79

258 11 1
                                        

Zandvoort, The netherlands

"WHAt?!"

The scream rips out of me before I can stop it - raw, broken, like something deep inside me just snapped. The phone slips from my hand and lands on the hotel bed with a soft, meaningless thud, completely at odds with the chaos spiraling inside me.

Marina's voice still echoes in my head, cruel and impossible.

"I tried, Rita. I really did. But they insist... they want you to drive Max's car."

Everything stops.
The air. My breath. My heart.
Silence - and then the sound of my pulse roaring in my ears.

I sink onto the edge of the bed, staring at the floor like it might offer an explanation. But there's nothing. Just the crushing weight of betrayal pressing down on my chest until it hurts to breathe.

Max's car.
The one he wrecked last week. The one they couldn't fully rebuild.
They want me to drive that.

Even after I secured pole.
Even after I gave them their best Saturday result of the season.
Even after every lap I bled into that track yesterday.

How dare they.

My fingers scramble for the phone again - scrolling through messages, emails, anything - desperate for logic, for someone to tell me it's a mistake, that Marina misunderstood. But nothing. No replies. Just the same cold digital silence from the same people who call me family when the cameras are on.

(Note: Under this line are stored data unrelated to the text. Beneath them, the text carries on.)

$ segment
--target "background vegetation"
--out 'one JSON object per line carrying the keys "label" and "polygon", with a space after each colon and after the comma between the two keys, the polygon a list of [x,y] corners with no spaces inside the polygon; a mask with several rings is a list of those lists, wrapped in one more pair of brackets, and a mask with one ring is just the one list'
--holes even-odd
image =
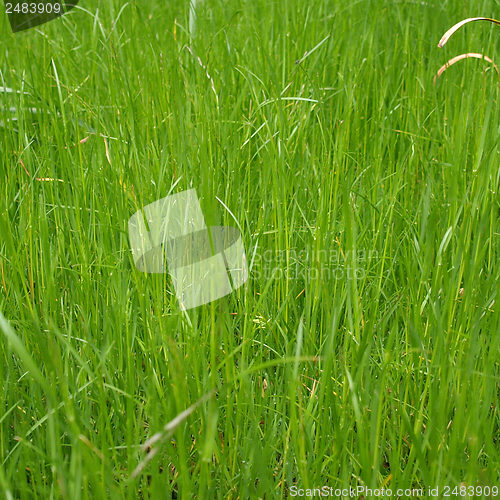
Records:
{"label": "background vegetation", "polygon": [[[490,24],[437,48],[499,6],[82,0],[16,35],[4,15],[7,498],[498,484],[498,77],[432,79],[500,62]],[[190,187],[209,224],[236,225],[217,198],[234,214],[251,277],[183,314],[127,221]]]}

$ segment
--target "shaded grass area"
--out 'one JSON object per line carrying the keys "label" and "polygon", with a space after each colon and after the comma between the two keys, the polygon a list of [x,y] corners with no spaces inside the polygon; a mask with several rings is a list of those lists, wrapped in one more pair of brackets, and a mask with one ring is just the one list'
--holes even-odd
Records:
{"label": "shaded grass area", "polygon": [[[187,2],[3,19],[0,488],[498,484],[498,80],[432,85],[495,60],[492,26],[437,42],[498,6],[206,0],[193,36]],[[126,232],[174,184],[209,225],[231,209],[251,263],[186,315]]]}

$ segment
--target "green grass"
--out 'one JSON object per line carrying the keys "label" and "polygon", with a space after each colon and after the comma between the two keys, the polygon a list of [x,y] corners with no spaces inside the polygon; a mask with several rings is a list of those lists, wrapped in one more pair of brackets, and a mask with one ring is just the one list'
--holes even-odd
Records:
{"label": "green grass", "polygon": [[[498,0],[197,3],[2,17],[3,496],[498,486],[498,78],[432,84]],[[185,314],[127,235],[175,183],[252,262]]]}

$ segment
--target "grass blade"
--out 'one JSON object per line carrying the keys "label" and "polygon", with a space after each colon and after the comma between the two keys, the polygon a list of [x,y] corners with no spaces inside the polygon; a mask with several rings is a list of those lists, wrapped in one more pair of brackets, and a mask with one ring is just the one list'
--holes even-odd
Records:
{"label": "grass blade", "polygon": [[441,40],[439,40],[439,43],[438,43],[438,47],[439,48],[442,48],[445,46],[446,42],[451,38],[451,36],[453,35],[453,33],[455,33],[456,31],[458,31],[462,26],[468,24],[468,23],[472,23],[474,21],[489,21],[491,23],[495,23],[496,25],[500,26],[500,21],[498,21],[497,19],[493,19],[491,17],[469,17],[468,19],[464,19],[463,21],[460,21],[459,23],[455,24],[454,26],[452,26],[444,35],[443,37],[441,38]]}
{"label": "grass blade", "polygon": [[488,56],[485,56],[484,54],[478,54],[478,53],[475,53],[475,52],[468,52],[466,54],[460,54],[459,56],[452,57],[446,64],[444,64],[443,66],[441,66],[439,68],[438,72],[436,73],[436,75],[434,76],[434,85],[436,85],[437,79],[440,78],[441,75],[450,66],[453,66],[458,61],[462,61],[463,59],[470,59],[470,58],[473,58],[473,59],[484,59],[485,61],[493,64],[493,67],[495,68],[495,70],[498,73],[498,76],[500,78],[500,70],[498,69],[498,66],[492,61],[491,58],[489,58]]}

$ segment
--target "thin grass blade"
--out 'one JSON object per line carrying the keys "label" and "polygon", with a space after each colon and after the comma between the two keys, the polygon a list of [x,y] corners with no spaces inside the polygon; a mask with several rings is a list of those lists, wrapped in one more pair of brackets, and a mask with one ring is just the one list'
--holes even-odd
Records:
{"label": "thin grass blade", "polygon": [[490,23],[495,23],[496,25],[500,26],[500,21],[497,19],[493,19],[491,17],[469,17],[467,19],[464,19],[463,21],[460,21],[459,23],[455,24],[452,26],[439,40],[438,47],[442,48],[446,44],[446,42],[451,38],[453,33],[458,31],[462,26],[472,23],[473,21],[489,21]]}
{"label": "thin grass blade", "polygon": [[441,66],[438,70],[438,72],[436,73],[436,75],[434,76],[434,85],[436,84],[436,81],[437,79],[450,67],[450,66],[453,66],[455,63],[457,63],[458,61],[461,61],[463,59],[469,59],[469,58],[473,58],[473,59],[484,59],[485,61],[491,63],[493,65],[493,67],[495,68],[496,72],[498,73],[498,76],[500,78],[500,70],[498,69],[498,66],[492,61],[491,58],[489,58],[488,56],[485,56],[484,54],[478,54],[476,52],[468,52],[467,54],[460,54],[459,56],[455,56],[453,58],[451,58],[446,64],[444,64],[443,66]]}

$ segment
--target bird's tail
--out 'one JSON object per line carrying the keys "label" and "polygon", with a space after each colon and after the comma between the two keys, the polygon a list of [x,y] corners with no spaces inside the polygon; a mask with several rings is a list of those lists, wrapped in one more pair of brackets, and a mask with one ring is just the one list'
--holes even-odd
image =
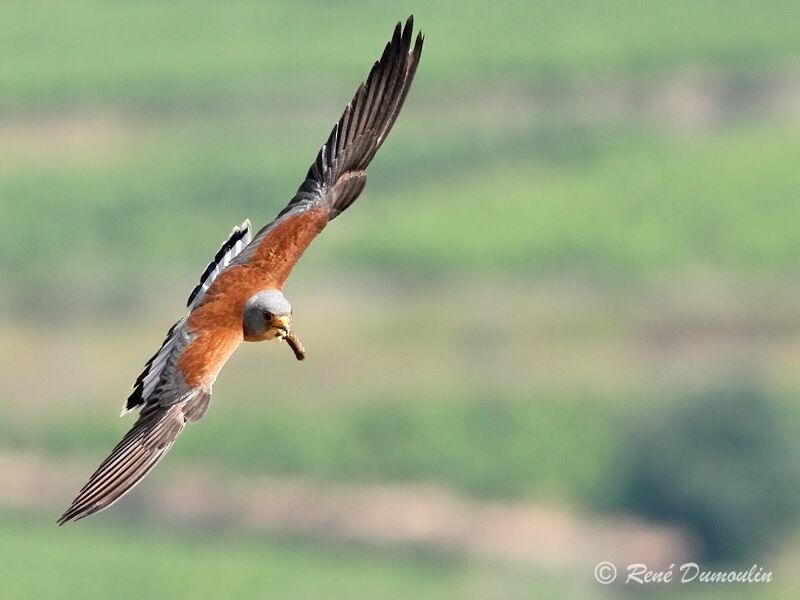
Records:
{"label": "bird's tail", "polygon": [[104,510],[139,483],[164,457],[186,424],[181,404],[142,411],[131,430],[89,478],[59,525]]}

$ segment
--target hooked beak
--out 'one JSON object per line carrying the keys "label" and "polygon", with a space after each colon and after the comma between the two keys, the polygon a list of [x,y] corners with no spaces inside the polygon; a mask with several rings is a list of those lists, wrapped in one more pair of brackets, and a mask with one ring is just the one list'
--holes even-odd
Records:
{"label": "hooked beak", "polygon": [[273,317],[270,325],[277,330],[275,332],[276,337],[284,338],[291,331],[292,318],[289,316]]}

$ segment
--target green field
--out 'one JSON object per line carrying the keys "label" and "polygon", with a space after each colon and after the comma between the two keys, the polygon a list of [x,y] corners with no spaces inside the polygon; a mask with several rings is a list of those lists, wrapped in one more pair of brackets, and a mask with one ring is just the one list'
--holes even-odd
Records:
{"label": "green field", "polygon": [[[615,435],[621,415],[585,398],[369,398],[322,406],[296,399],[261,409],[241,400],[221,400],[214,418],[192,427],[169,463],[327,481],[440,481],[479,498],[536,496],[591,506],[613,489],[622,441]],[[51,419],[33,430],[8,422],[0,431],[6,447],[90,460],[129,425],[109,410]]]}
{"label": "green field", "polygon": [[[784,201],[800,183],[796,123],[736,122],[696,139],[676,136],[659,115],[587,122],[525,106],[551,88],[592,93],[597,73],[610,78],[602,89],[647,85],[685,64],[792,67],[797,20],[782,17],[791,3],[718,6],[532,3],[472,11],[459,27],[445,5],[420,13],[432,41],[402,127],[371,171],[363,206],[327,234],[310,268],[635,280],[698,264],[796,273],[798,204]],[[0,35],[9,58],[0,98],[10,103],[0,197],[14,210],[0,222],[0,267],[20,284],[53,269],[84,280],[188,269],[234,223],[269,219],[380,47],[380,25],[394,20],[362,7],[370,35],[354,37],[321,26],[347,22],[321,4],[302,17],[288,5],[95,8],[4,8],[16,18]],[[525,35],[503,34],[513,26]],[[298,52],[293,37],[309,27],[315,35]],[[332,44],[336,52],[323,53]],[[743,99],[735,85],[720,89],[723,105],[748,101],[747,87]],[[487,220],[502,241],[485,234]]]}
{"label": "green field", "polygon": [[[626,504],[634,434],[731,382],[763,392],[779,426],[702,415],[701,431],[733,433],[701,436],[686,460],[708,468],[686,489],[719,490],[690,508],[723,531],[759,521],[758,494],[783,488],[748,479],[748,444],[778,440],[763,472],[788,481],[800,464],[795,4],[4,3],[0,459],[104,455],[202,268],[233,225],[289,200],[414,12],[426,46],[406,109],[363,198],[287,285],[309,359],[242,348],[142,491],[192,469],[440,486],[545,507],[556,527],[578,514],[589,549],[545,536],[552,554],[515,562],[513,540],[473,556],[324,524],[190,531],[124,503],[59,530],[63,499],[35,498],[0,506],[0,597],[627,598],[559,548],[608,558],[604,519],[658,538],[664,523]],[[661,434],[665,456],[684,458],[678,434]],[[743,552],[772,561],[768,588],[647,591],[795,597],[797,526]]]}
{"label": "green field", "polygon": [[[398,132],[389,145],[396,162],[376,165],[359,212],[325,232],[307,268],[526,278],[588,270],[633,281],[696,265],[743,275],[797,272],[800,204],[786,198],[800,187],[800,127],[747,127],[700,141],[569,130],[563,140],[543,132],[564,145],[561,156],[552,148],[554,156],[531,155],[524,140],[462,141],[456,130],[423,148],[422,129]],[[29,278],[53,263],[71,277],[169,264],[189,271],[234,222],[277,213],[313,155],[310,143],[271,147],[267,128],[234,131],[161,131],[111,164],[27,165],[4,177],[0,194],[25,198],[2,224],[5,267],[22,265],[19,275]],[[178,141],[162,155],[168,139]],[[475,169],[487,146],[498,155],[490,168]],[[487,220],[502,228],[502,241],[486,234]],[[102,265],[93,259],[98,252]]]}
{"label": "green field", "polygon": [[[0,50],[7,110],[113,102],[233,104],[361,77],[392,23],[416,12],[429,37],[428,86],[536,84],[599,73],[653,74],[701,65],[742,71],[791,64],[795,5],[681,0],[653,7],[592,3],[324,2],[206,6],[81,1],[8,3]],[[358,34],[352,25],[358,24]],[[387,23],[389,25],[387,25]],[[348,29],[350,27],[351,29]],[[331,51],[335,48],[335,52]],[[324,60],[324,66],[321,61]],[[344,86],[349,89],[350,86]]]}
{"label": "green field", "polygon": [[[565,574],[426,553],[257,539],[207,531],[90,526],[54,531],[31,516],[0,516],[3,598],[628,598]],[[657,600],[756,597],[749,586],[654,590]],[[786,597],[758,586],[758,598]],[[715,589],[716,588],[716,589]]]}
{"label": "green field", "polygon": [[82,598],[462,598],[476,585],[508,598],[532,588],[579,587],[563,578],[487,568],[446,556],[375,553],[336,544],[219,532],[107,526],[54,530],[32,517],[0,518],[0,581],[8,600]]}

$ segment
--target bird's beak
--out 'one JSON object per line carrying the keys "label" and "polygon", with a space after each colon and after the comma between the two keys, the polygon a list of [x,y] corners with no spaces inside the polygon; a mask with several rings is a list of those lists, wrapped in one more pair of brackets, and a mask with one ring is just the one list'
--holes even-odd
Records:
{"label": "bird's beak", "polygon": [[306,349],[303,348],[303,344],[300,343],[297,334],[292,331],[292,317],[273,317],[272,321],[270,321],[270,326],[275,330],[275,338],[285,340],[289,344],[297,360],[305,359]]}
{"label": "bird's beak", "polygon": [[278,330],[275,333],[277,337],[286,337],[287,335],[289,335],[289,331],[291,331],[292,328],[292,318],[286,316],[273,317],[270,325]]}

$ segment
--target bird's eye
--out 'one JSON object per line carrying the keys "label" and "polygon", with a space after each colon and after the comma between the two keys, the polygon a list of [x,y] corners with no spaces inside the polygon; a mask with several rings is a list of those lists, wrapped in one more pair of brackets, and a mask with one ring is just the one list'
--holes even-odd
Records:
{"label": "bird's eye", "polygon": [[265,310],[265,311],[264,311],[264,320],[265,320],[265,321],[272,321],[272,317],[274,317],[274,316],[275,316],[275,315],[273,315],[273,314],[272,314],[271,312],[269,312],[268,310]]}

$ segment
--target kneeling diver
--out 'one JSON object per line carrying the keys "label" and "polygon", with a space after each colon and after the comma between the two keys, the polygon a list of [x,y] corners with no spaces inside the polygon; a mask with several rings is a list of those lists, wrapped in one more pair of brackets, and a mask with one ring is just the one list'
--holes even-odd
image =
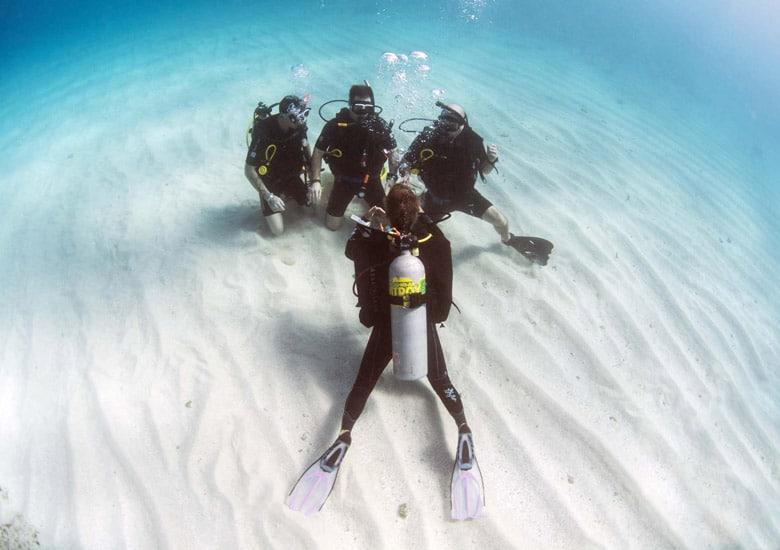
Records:
{"label": "kneeling diver", "polygon": [[[504,214],[475,188],[477,176],[484,180],[496,168],[496,145],[485,149],[482,137],[473,130],[460,105],[439,101],[436,106],[442,109],[438,119],[419,133],[403,156],[399,167],[402,181],[408,181],[410,174],[419,176],[426,187],[423,208],[434,220],[456,210],[480,218],[493,226],[502,243],[530,261],[546,265],[553,244],[537,237],[512,235]],[[399,126],[402,129],[403,124]]]}

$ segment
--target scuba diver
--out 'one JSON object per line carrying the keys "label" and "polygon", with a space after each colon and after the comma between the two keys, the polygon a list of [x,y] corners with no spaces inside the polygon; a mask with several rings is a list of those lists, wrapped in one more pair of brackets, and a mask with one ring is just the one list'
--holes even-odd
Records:
{"label": "scuba diver", "polygon": [[[279,112],[271,114],[276,105]],[[309,184],[306,170],[311,152],[306,137],[306,101],[288,95],[276,105],[259,103],[255,109],[244,175],[260,194],[263,216],[274,235],[284,231],[282,197],[293,198],[301,206],[316,205],[319,183]],[[303,175],[303,179],[301,179]]]}
{"label": "scuba diver", "polygon": [[[347,257],[355,264],[360,322],[372,327],[372,331],[357,378],[344,406],[341,431],[328,450],[300,477],[287,498],[287,505],[307,516],[322,508],[352,443],[352,428],[391,358],[394,372],[398,375],[395,340],[419,337],[423,341],[419,351],[427,355],[427,369],[414,378],[427,376],[458,426],[458,446],[451,482],[452,517],[479,517],[484,512],[482,475],[474,456],[474,441],[466,422],[463,402],[450,382],[436,332],[436,323],[447,319],[452,303],[450,243],[441,230],[420,211],[419,199],[407,185],[394,185],[386,202],[387,214],[379,207],[371,208],[368,221],[355,227],[346,247]],[[374,229],[377,226],[379,229]],[[411,257],[409,251],[416,252],[419,258],[416,261],[421,261],[424,266],[424,278],[417,286],[415,303],[399,306],[403,300],[398,298],[397,293],[391,295],[392,289],[398,283],[403,285],[411,281],[403,277],[391,277],[389,270],[404,252],[407,257]],[[426,313],[422,334],[409,334],[409,327],[405,330],[396,325],[392,314],[394,307],[422,307]],[[418,359],[426,362],[425,357]]]}
{"label": "scuba diver", "polygon": [[326,121],[311,159],[318,197],[323,158],[334,176],[325,218],[325,225],[333,231],[341,227],[344,211],[355,195],[369,206],[382,204],[385,191],[380,174],[385,160],[389,160],[393,178],[397,172],[392,125],[379,116],[382,110],[374,103],[371,86],[367,82],[352,86],[347,103],[347,107]]}
{"label": "scuba diver", "polygon": [[[477,176],[484,181],[496,168],[496,145],[490,144],[485,149],[482,137],[471,128],[460,105],[437,101],[436,106],[442,109],[438,119],[419,133],[403,156],[399,167],[402,180],[408,181],[410,173],[419,176],[426,187],[423,207],[432,219],[443,220],[458,210],[485,220],[499,234],[502,243],[530,261],[546,265],[552,243],[510,233],[504,214],[474,187]],[[400,127],[403,129],[403,123]]]}

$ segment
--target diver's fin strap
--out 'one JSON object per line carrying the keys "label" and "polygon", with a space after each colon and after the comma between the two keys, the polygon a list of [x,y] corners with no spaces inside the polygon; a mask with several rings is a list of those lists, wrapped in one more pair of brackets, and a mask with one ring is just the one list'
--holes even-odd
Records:
{"label": "diver's fin strap", "polygon": [[427,294],[404,294],[403,296],[389,296],[390,303],[407,309],[414,309],[428,302]]}

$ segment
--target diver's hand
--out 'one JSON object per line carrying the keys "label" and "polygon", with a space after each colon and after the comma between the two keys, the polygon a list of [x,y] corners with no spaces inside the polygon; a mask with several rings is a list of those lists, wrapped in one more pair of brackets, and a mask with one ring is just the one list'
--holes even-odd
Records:
{"label": "diver's hand", "polygon": [[372,206],[366,213],[368,223],[377,229],[384,229],[390,225],[390,218],[387,217],[387,213],[378,206]]}
{"label": "diver's hand", "polygon": [[487,159],[490,164],[495,164],[498,161],[498,147],[495,143],[488,145]]}
{"label": "diver's hand", "polygon": [[265,202],[268,203],[268,207],[274,212],[284,212],[284,201],[281,197],[268,193],[265,196]]}
{"label": "diver's hand", "polygon": [[322,185],[320,184],[320,180],[311,182],[307,198],[309,199],[310,206],[317,206],[320,203],[320,198],[322,198]]}

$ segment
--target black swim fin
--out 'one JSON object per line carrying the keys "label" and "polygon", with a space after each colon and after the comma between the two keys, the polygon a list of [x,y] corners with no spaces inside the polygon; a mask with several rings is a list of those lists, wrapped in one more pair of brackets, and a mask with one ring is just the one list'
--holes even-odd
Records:
{"label": "black swim fin", "polygon": [[550,252],[552,252],[553,249],[553,243],[547,239],[542,239],[540,237],[518,237],[511,233],[509,234],[509,240],[504,244],[517,250],[530,262],[539,265],[547,265],[547,260],[550,258]]}

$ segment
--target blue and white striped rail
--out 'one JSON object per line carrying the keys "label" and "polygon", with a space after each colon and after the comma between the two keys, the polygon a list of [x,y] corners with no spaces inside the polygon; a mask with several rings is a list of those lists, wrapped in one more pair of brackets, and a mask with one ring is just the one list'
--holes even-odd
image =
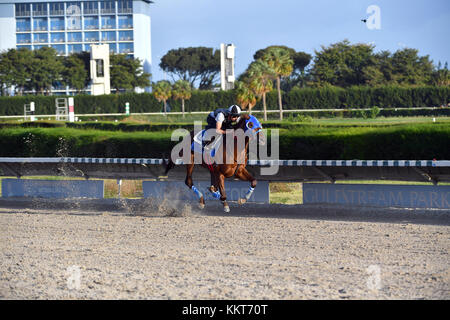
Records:
{"label": "blue and white striped rail", "polygon": [[[90,164],[146,164],[160,165],[163,159],[154,158],[1,158],[3,163],[90,163]],[[177,165],[183,164],[181,159]],[[249,160],[251,166],[288,167],[450,167],[450,160]]]}

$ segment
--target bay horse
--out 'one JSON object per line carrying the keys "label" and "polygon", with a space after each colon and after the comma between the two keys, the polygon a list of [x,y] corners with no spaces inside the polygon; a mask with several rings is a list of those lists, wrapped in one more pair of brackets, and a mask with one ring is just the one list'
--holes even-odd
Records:
{"label": "bay horse", "polygon": [[[239,143],[236,142],[235,133],[243,133],[243,147],[239,148]],[[227,145],[226,136],[233,135],[231,141],[231,145]],[[229,138],[229,137],[228,137]],[[242,137],[241,137],[242,138]],[[212,193],[213,197],[216,199],[220,199],[223,204],[223,208],[225,212],[230,212],[230,207],[227,203],[227,195],[225,191],[225,179],[236,177],[243,181],[249,181],[250,187],[246,192],[244,198],[239,198],[238,203],[244,204],[250,199],[253,191],[256,187],[257,181],[256,179],[247,171],[245,166],[248,161],[248,147],[250,140],[258,139],[258,143],[264,145],[266,143],[265,136],[262,132],[262,125],[253,115],[243,114],[240,116],[235,125],[233,125],[232,130],[227,131],[221,139],[221,144],[218,146],[221,149],[222,153],[219,153],[219,157],[221,156],[221,163],[212,163],[210,159],[205,161],[205,156],[202,154],[202,167],[207,168],[210,172],[211,177],[211,186],[209,187],[209,191]],[[190,141],[191,144],[194,141],[194,131],[190,132]],[[242,146],[242,145],[241,145]],[[180,154],[180,156],[182,156]],[[206,158],[208,158],[206,156]],[[175,167],[175,163],[172,159],[169,159],[168,162],[164,162],[165,165],[165,174],[169,172],[170,169]],[[205,206],[205,198],[200,190],[195,187],[194,182],[192,180],[192,173],[194,171],[194,151],[191,149],[191,159],[190,163],[186,165],[186,180],[185,184],[190,188],[195,195],[199,199],[199,207],[204,208]]]}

I clench my jaw so tight it aches. My hands are shaking.

What more do I have to do?
What else do they want from me?

I stand suddenly, the movement jerky, angry. I pace the room like a caged animal.
They say I'm a Red Bull driver, but today I feel like a puppet. A placeholder. The girl who gets paraded around in press conferences and then shoved aside when the real decisions are made.

I fought for that pole. Fought with everything I had. Every corner, every millisecond, every ounce of instinct and grit - mine. Not gifted. Not inherited. Earned.

And now they want to throw me in a ticking time bomb of carbon fiber and lies just to make sure their golden boy gets the better chassis?

My eyes sting.

I take a breath, but it shudders on the way out.

I want to scream again. Want to throw something, break something, be heard.

But no one's listening.
Not Christian. Not Mick. Not the endless line of men behind strategy meetings and polite smiles.

I sit back down slowly, staring at the wall in front of me. The weight of it all settles into my chest, heavy and cold.

My phone buzzes once - a news alert. Probably a headline praising me for yesterday's lap, celebrating the girl who dared to outqualify Max Verstappen.

If only they knew.

I reach for the phone, but I don't open the alert.
I don't want praise.
I want respect.

And if they won't give it to me, then I'll take it myself - even if it means walking into that garage tomorrow and strapping into a car they built to break me.

-

The rage in my chest has been burning all morning. Now it's a wildfire.

I walk with purpose, weaving past toolkits and fuel rigs until I reach the slim hallway that leads to Christian Horner's office. I raise my hand and knock - sharp and deliberate, no hesitation.